Comparison of the clinical effectiveness between anti-IL-6 receptor antibody and other biologics at 12 weeks, with or without knee joint involvement. Patients with knee joint involvement a CDAI levels at 0 and 12 weeks, ΔCDAI levels at 12 weeks b SDAI levels at 0 and 12 weeks, ΔSDAI levels at 12 weeks c ratio of patients without swelling of knee joints, 12 weeks post-treatment. Patients without knee joint involvement d CDAI levels at 0 and 12 weeks, ΔCDAI levels at 12 weeks e SDAI levels at 0 and 12 weeks, ΔSDAI levels at 12 weeks, a–b, d–e mean ± SEM are plotted, aIL-6 anti-IL-6 receptor antibody, others other biologics, CDAI clinical disease activity index, SDAI simplified disease activity index, N.S. insignificant
Thus, TCZ, the anti-IL-6 receptor antibody ameliorated the disease activity in patients with RA and knee joint involvement.
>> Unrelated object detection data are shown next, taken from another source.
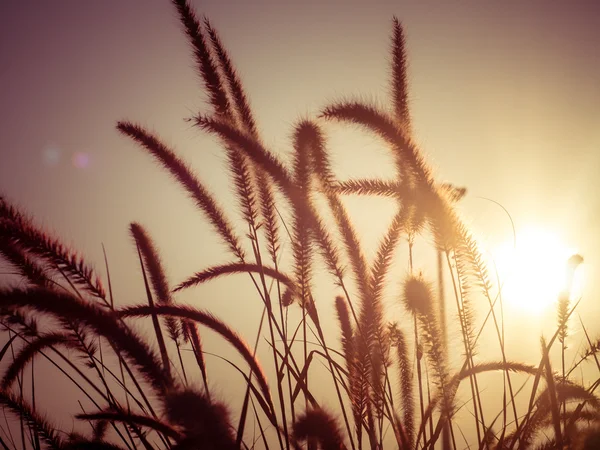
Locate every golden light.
[492,227,583,314]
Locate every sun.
[492,227,583,314]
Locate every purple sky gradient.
[0,0,600,440]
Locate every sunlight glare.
[493,228,583,314]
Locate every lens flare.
[492,228,583,313]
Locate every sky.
[0,0,600,446]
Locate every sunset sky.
[0,0,600,442]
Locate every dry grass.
[0,0,600,450]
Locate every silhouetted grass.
[0,0,600,450]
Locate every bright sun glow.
[493,228,583,314]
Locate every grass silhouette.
[0,0,600,450]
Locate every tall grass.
[0,0,600,450]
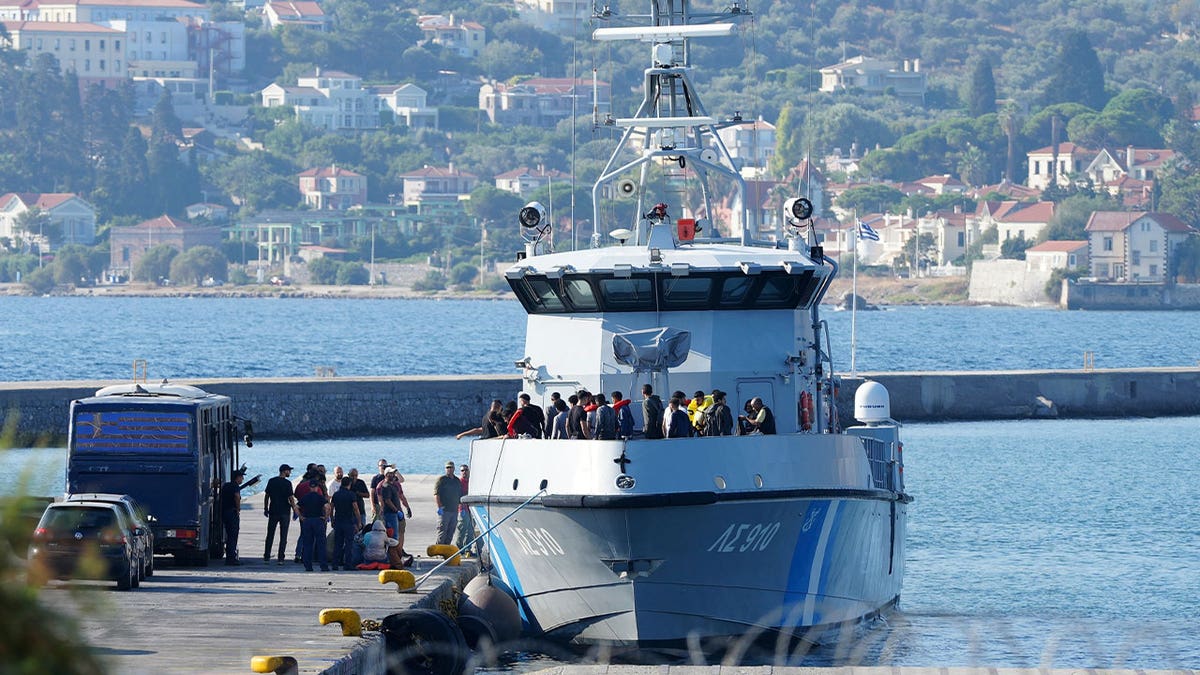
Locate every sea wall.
[7,368,1200,444]
[1060,281,1200,310]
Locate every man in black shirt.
[517,394,546,438]
[263,464,296,565]
[296,477,329,572]
[220,468,246,565]
[566,392,592,440]
[331,476,359,569]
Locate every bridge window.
[511,265,821,313]
[600,277,654,311]
[563,279,600,311]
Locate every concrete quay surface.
[34,476,479,675]
[529,664,1198,675]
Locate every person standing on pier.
[298,476,329,572]
[433,461,462,544]
[454,464,475,550]
[371,458,389,520]
[330,476,361,571]
[221,468,246,566]
[263,464,296,565]
[347,467,371,527]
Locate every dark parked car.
[29,502,142,591]
[66,492,154,579]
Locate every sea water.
[0,297,1200,382]
[0,417,1200,671]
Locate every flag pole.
[850,209,859,377]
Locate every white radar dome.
[854,381,892,424]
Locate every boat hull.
[472,490,907,646]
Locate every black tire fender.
[379,609,470,675]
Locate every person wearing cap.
[433,461,462,544]
[220,468,246,566]
[704,389,733,436]
[263,464,296,565]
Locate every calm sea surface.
[0,298,1200,670]
[0,418,1200,670]
[0,297,1200,381]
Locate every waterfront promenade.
[34,476,478,675]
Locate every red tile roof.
[1025,240,1087,253]
[1084,211,1195,232]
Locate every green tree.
[337,258,371,286]
[133,244,179,281]
[1042,30,1108,110]
[770,102,806,175]
[170,246,229,286]
[964,56,996,118]
[1000,237,1033,261]
[53,245,88,286]
[450,263,479,287]
[1038,195,1117,241]
[308,257,341,286]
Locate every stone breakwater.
[0,368,1200,444]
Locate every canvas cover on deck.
[612,328,691,372]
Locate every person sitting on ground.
[454,399,504,441]
[362,520,404,569]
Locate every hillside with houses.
[0,0,1200,306]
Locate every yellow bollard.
[250,656,300,675]
[317,608,362,638]
[425,544,462,567]
[379,569,416,592]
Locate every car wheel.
[116,561,137,591]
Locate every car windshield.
[42,507,116,532]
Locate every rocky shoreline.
[0,277,970,305]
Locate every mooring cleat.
[425,544,462,567]
[317,608,362,638]
[379,569,416,592]
[250,656,300,675]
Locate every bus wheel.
[116,565,138,591]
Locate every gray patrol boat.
[464,0,911,647]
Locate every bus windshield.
[72,410,192,454]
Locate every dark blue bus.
[67,382,251,566]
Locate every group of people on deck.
[455,384,775,441]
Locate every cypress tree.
[966,56,996,118]
[1042,31,1108,110]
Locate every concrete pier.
[532,664,1196,675]
[41,476,478,675]
[0,368,1200,444]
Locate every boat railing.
[863,437,896,492]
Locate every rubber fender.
[250,656,300,675]
[379,609,470,675]
[317,608,362,638]
[458,614,499,650]
[425,544,462,567]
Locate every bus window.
[74,411,191,454]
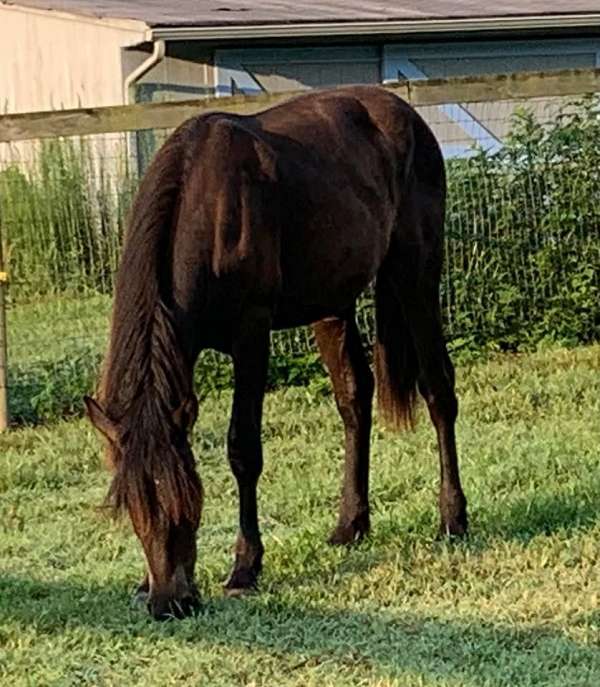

Comparable effectiveness of the anti-IL-6 receptor antibody and other bDMARDs in patients with RA, without knee joint involvement
Next, we investigated the extent of improvement in CDAI and SDAI levels in patients without knee joint involvement. CDAI levels decreased from 14.2 ± 0.65 (mean ± SEM) to 8.3 ± 0.55 at baseline and 12 weeks after the initiation of aIL-6, respectively (Fig. 2c). The levels decreased from 14.6 ± 0.38 to 8.4 ± 0.56 at baseline and 12 weeks after the induction of other bDMARDs, respectively. Following the adjustment of multivariate analysis, ΔCDAI levels (5.9 ± 0.6 in aIL-6 group vs 6.2 ± 0.4 in others) were comparable between the two groups (P = 0.61; Fig. 2c and Supplementary Table 3), 12 weeks post-treatment. In addition, ΔSDAI levels (5.8 ± 0.7 in aIL-6 group vs 6.0 ± 0.4 in others) were comparable following the adjustment (P = 0.46; Supplementary Figure 2b and Supplementary Table 4). ΔDAS28CRP levels were slightly increased in aIL-6 group (Supplementary Figure 3c and 3d). The proportion of patients in remission and LDA increased from 32.7 to 72.8% and 34.1 to 69.3% in the in aIL-6 group and others, respectively (Supplementary Figure 4c and 4d). Therefore, aIL-6 and other bDMARDs were equally effective in patients without knee joint involvement.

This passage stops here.